THIS YEAR'S CODEX COMMITTEE MEETING ON NUTRITION AND FOODS FOR SPECIAL DIETARY USES STARTED WITH A NASTY SHOCK, SOMETHING THAT WE ALL WERE EXPECTING BUT NOT THIS YEAR. DR. CHRISTINE TAYLOR OF THE FDA, NOW ON ASSIGNMENT TO THE WORLD HEALTH ORGANIZATION IN GENEVA, ANNOUNCED THE FORMAL OPENING OF A NEW JOINT FAO/WHO PROJECT. THE JOINT FAO/WHO DEVELOPMENT OF A SCIENTIFIC COLLABORATION TO CREATE A FRAMEWORK FOR RISK ASSESSMENT OF NUTRIENTS AND RELATED SUBSTANCES. BEHIND THIS FANCY TITLE LURKS AN OMINOUS PROJECT – THE CREATION OF A FRAMEWORK RISK ASSESSMENT MODEL TO GOVERN THE ASSIGNMENT OF UPPER LIMITS (ULs) TO VITAMINS AND MINERALS AND PRESUMABLY OTHER NUTRIENTS AS WELL. SOUND LIKE PROGRESS? IT IS NOT! BASED ON THE PROJECT DESCRIPTION SO FAR, THE CURRENT PROPOSAL ENVISIONS:
• going forth to set ULs on vitamins and minerals using expanded uncertainty factors, a fan name for guesswork even where the data is unclear,
• setting levels based on intakes calculated on the basis of both maximum supplementation and food source consumption of nutrients and then setting the Upper Limits low enough for the general population to protect even the most sensitive (sensitive to over exposure to nutrients) within the generally applied upper intake levels.

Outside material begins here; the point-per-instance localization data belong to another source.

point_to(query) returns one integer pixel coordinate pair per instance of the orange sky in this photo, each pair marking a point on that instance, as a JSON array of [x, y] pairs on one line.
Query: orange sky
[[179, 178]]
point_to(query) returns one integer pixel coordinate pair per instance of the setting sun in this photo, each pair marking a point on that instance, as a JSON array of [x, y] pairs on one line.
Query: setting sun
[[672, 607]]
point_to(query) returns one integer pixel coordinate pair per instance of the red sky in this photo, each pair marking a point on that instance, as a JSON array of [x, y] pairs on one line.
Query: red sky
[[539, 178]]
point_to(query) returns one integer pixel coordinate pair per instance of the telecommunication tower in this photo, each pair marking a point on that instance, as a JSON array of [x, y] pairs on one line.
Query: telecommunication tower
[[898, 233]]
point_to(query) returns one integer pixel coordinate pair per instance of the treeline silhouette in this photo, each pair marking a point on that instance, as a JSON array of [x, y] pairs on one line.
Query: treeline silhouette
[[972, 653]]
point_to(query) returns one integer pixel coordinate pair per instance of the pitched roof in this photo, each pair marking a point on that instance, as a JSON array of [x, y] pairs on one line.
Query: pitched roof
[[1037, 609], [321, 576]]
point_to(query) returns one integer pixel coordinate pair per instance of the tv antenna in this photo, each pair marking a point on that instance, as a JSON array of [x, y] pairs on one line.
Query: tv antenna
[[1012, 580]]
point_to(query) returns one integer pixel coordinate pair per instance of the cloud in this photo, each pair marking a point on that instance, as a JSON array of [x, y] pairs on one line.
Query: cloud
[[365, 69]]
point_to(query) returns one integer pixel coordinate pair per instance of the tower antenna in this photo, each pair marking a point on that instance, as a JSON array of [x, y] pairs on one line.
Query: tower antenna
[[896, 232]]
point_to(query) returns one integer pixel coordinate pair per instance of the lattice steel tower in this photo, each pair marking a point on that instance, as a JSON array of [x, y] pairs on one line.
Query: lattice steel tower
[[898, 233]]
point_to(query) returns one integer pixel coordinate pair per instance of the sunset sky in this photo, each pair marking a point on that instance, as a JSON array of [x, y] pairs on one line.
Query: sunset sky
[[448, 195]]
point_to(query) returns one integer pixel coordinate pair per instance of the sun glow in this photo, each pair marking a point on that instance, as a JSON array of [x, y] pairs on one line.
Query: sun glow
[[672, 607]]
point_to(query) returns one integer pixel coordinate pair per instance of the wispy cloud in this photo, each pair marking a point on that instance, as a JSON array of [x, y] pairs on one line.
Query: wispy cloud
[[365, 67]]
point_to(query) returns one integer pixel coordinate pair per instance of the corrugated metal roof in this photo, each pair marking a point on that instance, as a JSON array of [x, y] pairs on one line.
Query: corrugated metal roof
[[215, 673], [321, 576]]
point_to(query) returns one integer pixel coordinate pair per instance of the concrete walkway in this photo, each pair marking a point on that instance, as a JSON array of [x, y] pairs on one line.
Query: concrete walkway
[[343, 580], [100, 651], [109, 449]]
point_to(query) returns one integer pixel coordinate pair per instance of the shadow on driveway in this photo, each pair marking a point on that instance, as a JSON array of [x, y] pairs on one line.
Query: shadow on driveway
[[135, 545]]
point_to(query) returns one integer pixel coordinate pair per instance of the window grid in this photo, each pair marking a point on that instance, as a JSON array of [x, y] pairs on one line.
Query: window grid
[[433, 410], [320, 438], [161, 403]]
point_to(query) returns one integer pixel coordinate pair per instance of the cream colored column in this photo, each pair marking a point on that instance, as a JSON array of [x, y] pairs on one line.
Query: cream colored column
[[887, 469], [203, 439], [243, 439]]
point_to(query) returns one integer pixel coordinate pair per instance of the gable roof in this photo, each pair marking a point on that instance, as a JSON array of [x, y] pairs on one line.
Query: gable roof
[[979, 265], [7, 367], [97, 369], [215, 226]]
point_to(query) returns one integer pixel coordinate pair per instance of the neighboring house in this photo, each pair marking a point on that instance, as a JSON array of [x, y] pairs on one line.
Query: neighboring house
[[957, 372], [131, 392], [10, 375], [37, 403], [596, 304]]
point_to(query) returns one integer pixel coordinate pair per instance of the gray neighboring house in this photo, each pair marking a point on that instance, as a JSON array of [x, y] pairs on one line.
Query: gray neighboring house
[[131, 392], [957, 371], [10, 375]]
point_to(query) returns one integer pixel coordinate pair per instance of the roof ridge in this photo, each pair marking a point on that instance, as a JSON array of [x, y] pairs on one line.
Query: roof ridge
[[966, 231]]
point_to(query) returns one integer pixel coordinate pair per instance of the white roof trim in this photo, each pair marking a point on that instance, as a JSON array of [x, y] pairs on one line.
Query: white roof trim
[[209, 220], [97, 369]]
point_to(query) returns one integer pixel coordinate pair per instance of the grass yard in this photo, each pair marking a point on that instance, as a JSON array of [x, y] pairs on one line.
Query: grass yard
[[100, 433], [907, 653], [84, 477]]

This is bad, bad news indeed and probably much worse than the general health freedom oriented observer at Codex realized since a little-known wrinkle within the Sanitary Phytosanitary Agreement allows the WTO to pick the international organization that sets these standards. In other words, it could be this joint FAO/WHO committee without reference back to Codex.
Or, equally bad, it could be this joint FAO/WHO Committee then referring back its framework to another entity within the Codex immediate parent, the Joint FAO/WHO Food Standards Programme, that entity then acting in concert with Codex in the final stages of risk management under the guideline finalized at CCNFSDU this week (to be adopted by the full Codex Commission next summer.) Yes, it's confusing, but international bureaucracies often are! The point is whether they take path A or path B, the news seems equally grim and equally imminent. This is true in part because on Tuesday of this week, the USA caved in on disputed language in part 3.2.2 of the proposed draft guideline for vitamin and mineral food supplements. As now agreed, the guideline's part 3 on contents of vitamins and minerals, maximum amounts now contains three dangerous pegs:
• first, the statement that safe upper levels per daily portion shall be based on scientific risk assessment. That is a seemingly innocuous statement until you realize that that risk assessment is going to be set within the framework of the new FAO/WHO joint project described above.
• second, that daily intake of vitamins and minerals (maximum values) shall also be set by taking into account daily intake from ‘other dietary sources.' That phrase hides another EU victory, namely, that in setting upper levels, both nutrients consumed from standard food sources and nutrients consumed from estimated high end dietary supplement consumption will be counted together in order to suppress general upper levels to protect the sensitive consumer.
• and third, that when maximum values are set, regulators may use relatively low levels established in population reference values as part of the UL setting process. While the FDA claims this latter is acceptable compromise language, don´t you believe it!
While only the third peg is new as of this meeting, the changed meaning of the first two 'scientific risk assessment' and ‘other dietary sources' is new, too, thanks to the unveiling of the new joint FAO/WHO project discussed above. Could it possibly get any worse? Yes, and it will unless intelligent concerted action is taken now.